I think the best approach for your case would be to parse the message which seems to contain JSON at ingestion Time.

This can be done using Logstash using the JSON filter or an ingest pipeline.

1 Like

@Luca_Belluccini
Thank Luca ~ I take it the Grok processor might be of interest to me then? I ask cause there is a json processor as well. My confusion is that the json object that is in my cloudwatch logs is somewhere getting converted to a json string it seems. I assume this is happening in functionbeat or elasticsearch. Therefore, I'm confused if I should use the grok or json processor in my ingest pipeline. If I use a json processor then this may not work since functionbeat treats it as a json string. Do you see where my confusion is?

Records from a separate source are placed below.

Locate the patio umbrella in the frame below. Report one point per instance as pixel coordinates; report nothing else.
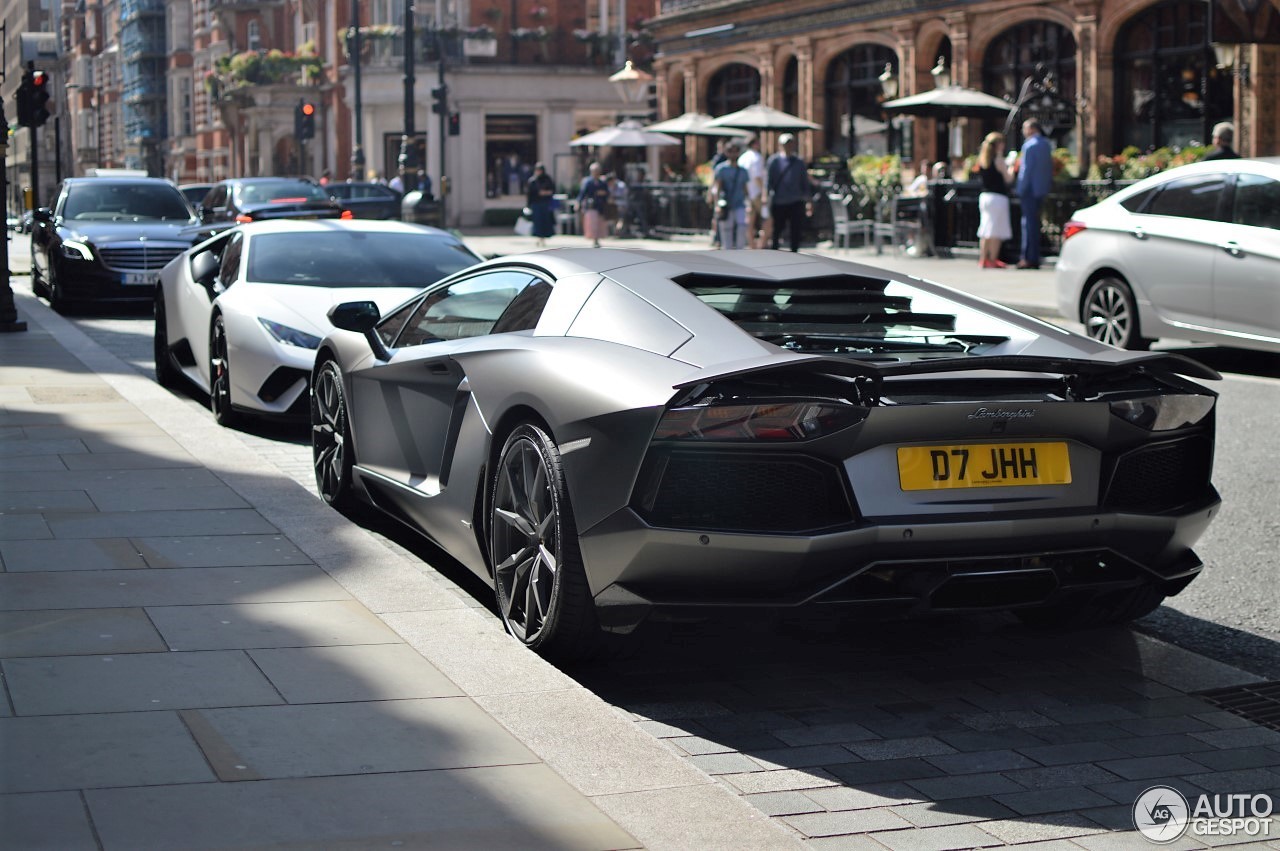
(624, 135)
(763, 118)
(947, 103)
(693, 124)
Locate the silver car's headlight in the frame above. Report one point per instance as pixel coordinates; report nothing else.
(289, 335)
(77, 251)
(1164, 412)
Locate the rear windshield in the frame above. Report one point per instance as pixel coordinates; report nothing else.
(849, 315)
(279, 192)
(355, 259)
(124, 202)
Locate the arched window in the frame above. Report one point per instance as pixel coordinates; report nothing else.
(854, 122)
(1169, 91)
(791, 87)
(1036, 60)
(731, 88)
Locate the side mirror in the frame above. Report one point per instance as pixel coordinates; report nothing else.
(355, 316)
(204, 268)
(360, 318)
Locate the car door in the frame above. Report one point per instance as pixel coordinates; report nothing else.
(1247, 268)
(1174, 247)
(408, 410)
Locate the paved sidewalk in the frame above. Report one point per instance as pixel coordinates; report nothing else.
(1027, 289)
(200, 654)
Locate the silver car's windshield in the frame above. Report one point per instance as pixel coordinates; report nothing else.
(355, 259)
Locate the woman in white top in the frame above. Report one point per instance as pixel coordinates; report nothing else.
(993, 225)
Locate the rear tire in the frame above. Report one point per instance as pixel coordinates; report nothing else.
(167, 375)
(539, 579)
(1110, 314)
(1104, 609)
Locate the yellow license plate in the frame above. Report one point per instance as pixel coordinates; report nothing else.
(983, 465)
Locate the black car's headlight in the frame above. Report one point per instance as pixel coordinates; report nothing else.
(289, 335)
(1164, 412)
(73, 250)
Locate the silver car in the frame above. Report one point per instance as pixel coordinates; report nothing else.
(1191, 254)
(603, 435)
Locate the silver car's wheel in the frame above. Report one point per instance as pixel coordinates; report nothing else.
(1110, 314)
(538, 570)
(330, 438)
(220, 376)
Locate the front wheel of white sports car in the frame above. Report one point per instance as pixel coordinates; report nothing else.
(539, 580)
(330, 439)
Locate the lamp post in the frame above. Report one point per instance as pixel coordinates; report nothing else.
(9, 320)
(407, 159)
(357, 152)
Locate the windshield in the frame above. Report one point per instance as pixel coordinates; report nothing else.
(355, 259)
(279, 192)
(849, 315)
(124, 202)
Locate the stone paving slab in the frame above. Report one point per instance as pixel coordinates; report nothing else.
(343, 673)
(179, 586)
(370, 737)
(508, 806)
(298, 623)
(136, 682)
(77, 631)
(63, 753)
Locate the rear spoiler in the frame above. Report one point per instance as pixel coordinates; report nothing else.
(1106, 364)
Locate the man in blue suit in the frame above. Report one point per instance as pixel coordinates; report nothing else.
(1034, 179)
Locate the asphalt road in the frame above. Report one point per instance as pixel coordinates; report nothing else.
(1232, 613)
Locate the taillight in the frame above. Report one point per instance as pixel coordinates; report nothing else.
(759, 421)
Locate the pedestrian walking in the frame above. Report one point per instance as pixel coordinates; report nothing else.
(1034, 181)
(540, 198)
(728, 192)
(790, 192)
(993, 224)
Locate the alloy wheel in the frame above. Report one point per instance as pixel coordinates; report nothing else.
(525, 539)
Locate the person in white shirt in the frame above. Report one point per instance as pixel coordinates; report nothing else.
(757, 210)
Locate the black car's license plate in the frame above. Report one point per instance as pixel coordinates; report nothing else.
(983, 465)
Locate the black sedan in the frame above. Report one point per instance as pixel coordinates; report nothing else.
(366, 200)
(604, 435)
(241, 200)
(105, 239)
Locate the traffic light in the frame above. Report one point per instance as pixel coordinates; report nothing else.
(39, 97)
(305, 120)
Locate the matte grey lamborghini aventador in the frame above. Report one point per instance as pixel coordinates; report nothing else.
(603, 434)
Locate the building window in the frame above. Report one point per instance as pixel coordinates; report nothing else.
(510, 152)
(854, 122)
(1038, 59)
(1168, 90)
(731, 88)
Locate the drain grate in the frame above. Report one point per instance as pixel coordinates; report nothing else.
(1258, 701)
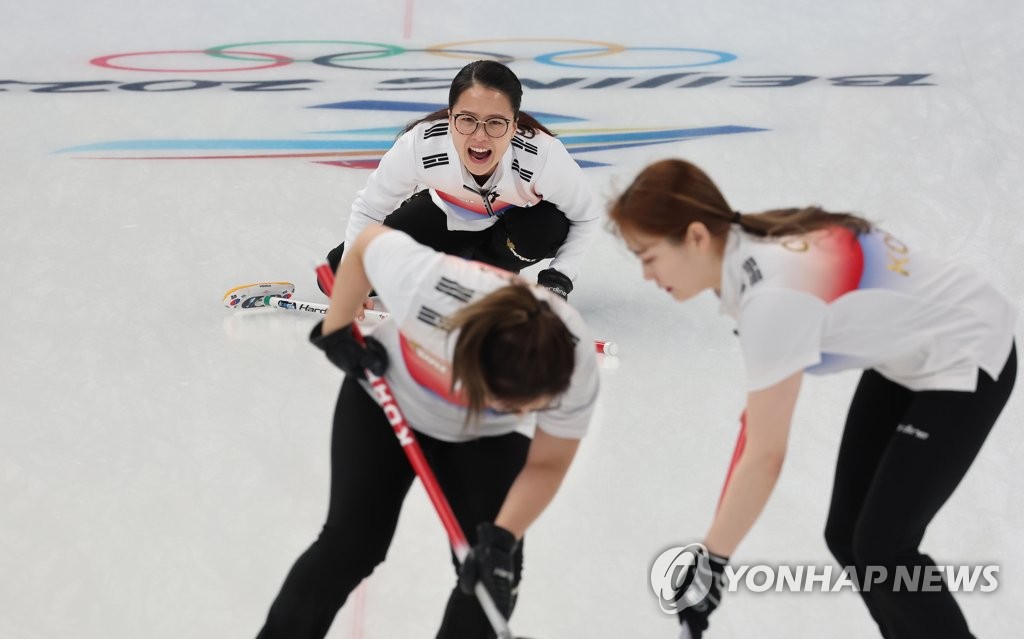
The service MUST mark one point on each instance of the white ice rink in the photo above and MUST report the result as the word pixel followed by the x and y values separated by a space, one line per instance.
pixel 164 460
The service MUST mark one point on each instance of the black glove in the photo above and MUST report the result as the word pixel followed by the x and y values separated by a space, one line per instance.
pixel 333 259
pixel 555 282
pixel 493 562
pixel 701 592
pixel 345 352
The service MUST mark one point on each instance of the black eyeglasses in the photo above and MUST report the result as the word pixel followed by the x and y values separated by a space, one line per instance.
pixel 467 125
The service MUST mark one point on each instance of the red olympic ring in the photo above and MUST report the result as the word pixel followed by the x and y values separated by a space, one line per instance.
pixel 104 60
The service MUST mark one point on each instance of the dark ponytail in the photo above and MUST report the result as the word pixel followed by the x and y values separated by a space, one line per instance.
pixel 493 76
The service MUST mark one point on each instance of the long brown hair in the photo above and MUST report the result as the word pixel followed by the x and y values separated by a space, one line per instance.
pixel 512 347
pixel 493 76
pixel 668 196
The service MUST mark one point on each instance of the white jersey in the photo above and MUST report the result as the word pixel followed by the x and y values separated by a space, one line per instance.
pixel 532 169
pixel 830 300
pixel 421 289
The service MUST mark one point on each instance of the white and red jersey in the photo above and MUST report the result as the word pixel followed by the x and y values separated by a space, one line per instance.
pixel 830 300
pixel 532 169
pixel 423 288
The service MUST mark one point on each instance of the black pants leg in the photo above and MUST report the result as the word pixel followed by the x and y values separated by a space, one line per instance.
pixel 370 477
pixel 420 218
pixel 476 476
pixel 903 454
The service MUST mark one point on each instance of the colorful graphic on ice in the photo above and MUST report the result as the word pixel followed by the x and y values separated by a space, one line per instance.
pixel 363 148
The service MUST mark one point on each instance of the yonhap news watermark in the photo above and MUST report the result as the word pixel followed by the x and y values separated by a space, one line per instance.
pixel 678 569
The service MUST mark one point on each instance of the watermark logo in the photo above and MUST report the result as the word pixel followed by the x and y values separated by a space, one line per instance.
pixel 677 578
pixel 674 578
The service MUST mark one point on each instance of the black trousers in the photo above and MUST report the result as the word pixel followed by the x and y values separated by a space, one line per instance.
pixel 521 237
pixel 370 476
pixel 903 454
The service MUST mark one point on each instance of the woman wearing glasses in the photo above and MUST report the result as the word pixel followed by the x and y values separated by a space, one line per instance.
pixel 499 380
pixel 491 183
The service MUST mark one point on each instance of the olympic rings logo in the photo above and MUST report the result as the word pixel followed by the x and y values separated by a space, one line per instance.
pixel 583 54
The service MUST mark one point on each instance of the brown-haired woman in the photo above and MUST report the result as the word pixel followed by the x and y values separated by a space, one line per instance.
pixel 818 292
pixel 497 185
pixel 499 380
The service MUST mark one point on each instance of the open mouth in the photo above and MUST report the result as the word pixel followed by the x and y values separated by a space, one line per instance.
pixel 479 155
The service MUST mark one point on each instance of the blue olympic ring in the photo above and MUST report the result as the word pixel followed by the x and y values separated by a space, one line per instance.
pixel 720 56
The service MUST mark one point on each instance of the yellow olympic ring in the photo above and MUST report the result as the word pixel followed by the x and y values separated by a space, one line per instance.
pixel 610 47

You need the json filter on the field which contains the stringified json

@Luca_Belluccini

That worked perfect! However, I noticed that if the stringified json has several nested fields then those nested fields do not get converted to a json object. Anyways around that? Is this where a mapping schema would come in?

Hello @syost
If the JSON has other stringified fields inside it, you'll need to apply other json filters to it.

If after the first JSON filter you have:

{
  "a": {
    "subfield": "{ \"test\": 1 }"
  }
}

You will need to apply another json filter with source => "[a][subfield]" and the target will need to be target => "[a][subfield]", so you will end up with:

{
  "a": {
    "subfield": {
      "test": 1
    }
  }
}